Right now you are just benchmarking django, gunicorn, your machine and your network.
Unless you have something extremely wrong at this level this tests are not going to point you to very interesting discoveries.
What is slowing doing your app is very likely to be related to the way you use your db and memcached (and maybe at template rendering).
For this reason I really suggest you to get django debug toolbar and to see whats happening in your real pages.
If it turns out that opening a connection to memcached is the bottleneck you can try to use a connection pool and keep the connection open.

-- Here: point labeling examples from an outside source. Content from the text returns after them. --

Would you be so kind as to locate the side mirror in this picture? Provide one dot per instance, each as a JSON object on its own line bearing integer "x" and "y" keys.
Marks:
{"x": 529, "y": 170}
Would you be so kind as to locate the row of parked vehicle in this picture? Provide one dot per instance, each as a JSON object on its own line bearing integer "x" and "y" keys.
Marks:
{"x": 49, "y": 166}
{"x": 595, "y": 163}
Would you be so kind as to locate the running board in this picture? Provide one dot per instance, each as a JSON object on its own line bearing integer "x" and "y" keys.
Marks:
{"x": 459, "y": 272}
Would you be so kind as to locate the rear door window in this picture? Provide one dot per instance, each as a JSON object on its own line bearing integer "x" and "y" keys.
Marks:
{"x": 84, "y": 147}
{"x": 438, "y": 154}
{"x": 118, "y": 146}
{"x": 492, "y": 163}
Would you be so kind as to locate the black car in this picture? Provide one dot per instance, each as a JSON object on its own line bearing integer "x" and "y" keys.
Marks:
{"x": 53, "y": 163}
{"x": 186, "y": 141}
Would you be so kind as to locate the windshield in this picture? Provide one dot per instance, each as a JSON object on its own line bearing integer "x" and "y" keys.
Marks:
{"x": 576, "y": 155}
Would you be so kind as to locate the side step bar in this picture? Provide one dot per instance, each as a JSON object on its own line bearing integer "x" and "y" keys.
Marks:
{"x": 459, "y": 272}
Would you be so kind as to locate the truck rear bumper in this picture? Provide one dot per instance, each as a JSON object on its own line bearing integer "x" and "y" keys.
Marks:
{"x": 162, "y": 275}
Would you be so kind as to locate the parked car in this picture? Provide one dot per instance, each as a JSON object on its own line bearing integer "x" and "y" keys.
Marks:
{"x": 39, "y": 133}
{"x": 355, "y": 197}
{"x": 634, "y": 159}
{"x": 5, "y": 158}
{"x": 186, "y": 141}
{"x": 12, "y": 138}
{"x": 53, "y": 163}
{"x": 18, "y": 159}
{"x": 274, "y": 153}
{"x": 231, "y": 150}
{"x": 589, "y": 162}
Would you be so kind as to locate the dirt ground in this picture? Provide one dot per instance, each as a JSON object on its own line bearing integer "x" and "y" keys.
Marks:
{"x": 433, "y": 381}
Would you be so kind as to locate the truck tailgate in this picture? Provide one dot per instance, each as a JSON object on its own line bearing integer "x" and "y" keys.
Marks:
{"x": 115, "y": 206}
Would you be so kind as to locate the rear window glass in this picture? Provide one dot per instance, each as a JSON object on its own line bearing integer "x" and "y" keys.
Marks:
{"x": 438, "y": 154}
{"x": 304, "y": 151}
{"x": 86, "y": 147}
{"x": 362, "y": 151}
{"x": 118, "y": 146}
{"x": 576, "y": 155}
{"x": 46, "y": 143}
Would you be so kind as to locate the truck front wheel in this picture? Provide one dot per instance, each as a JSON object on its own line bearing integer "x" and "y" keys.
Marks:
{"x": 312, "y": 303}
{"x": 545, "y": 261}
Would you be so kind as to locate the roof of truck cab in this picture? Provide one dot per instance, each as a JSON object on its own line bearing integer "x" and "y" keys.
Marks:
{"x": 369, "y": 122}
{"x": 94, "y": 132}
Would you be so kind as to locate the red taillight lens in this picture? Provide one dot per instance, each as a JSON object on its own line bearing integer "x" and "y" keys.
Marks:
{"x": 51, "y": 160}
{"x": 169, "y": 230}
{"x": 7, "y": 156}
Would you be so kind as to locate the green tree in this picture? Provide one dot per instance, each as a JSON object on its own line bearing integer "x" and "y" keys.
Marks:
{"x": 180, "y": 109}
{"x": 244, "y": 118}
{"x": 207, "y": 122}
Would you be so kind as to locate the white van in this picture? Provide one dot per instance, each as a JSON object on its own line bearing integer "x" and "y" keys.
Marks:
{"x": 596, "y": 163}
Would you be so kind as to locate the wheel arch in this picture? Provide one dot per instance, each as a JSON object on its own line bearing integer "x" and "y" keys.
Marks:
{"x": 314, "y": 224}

You could investigate memcached performance.
$ python manage.py shell
>>> from django.core.cache import cache
>>> cache.set("unique_key_name_12345", "some value with a size representative of the real world memcached usage", timeout=3600)
>>> from datetime import datetime
>>> def how_long(n):
start = datetime.utcnow()
for _ in xrange(n):
cache.get("unique_key_name_12345")
return (datetime.utcnow() - start).total_seconds()
With this kind of round-trip test I am seeing that 1 memcached lookup will take about 0.2 ms on my server.
The problem with django.core.cache and pylibmc is that the functions are blocking. Potentially you could get 50 times that number in the round trip for HTTP request. 50 times 0.2 ms is already 10 ms.
If you were achieving 1200 req/s on 4 workers without memcached, the average HTTP round-trip time was 1/(1200/4) = 3.33 ms. Add 10 ms to that and it becomes 13.33 ms. The throughput with 4 workers would drop to 300 req/s (whuch happens to be in the ballpark of your 157 number).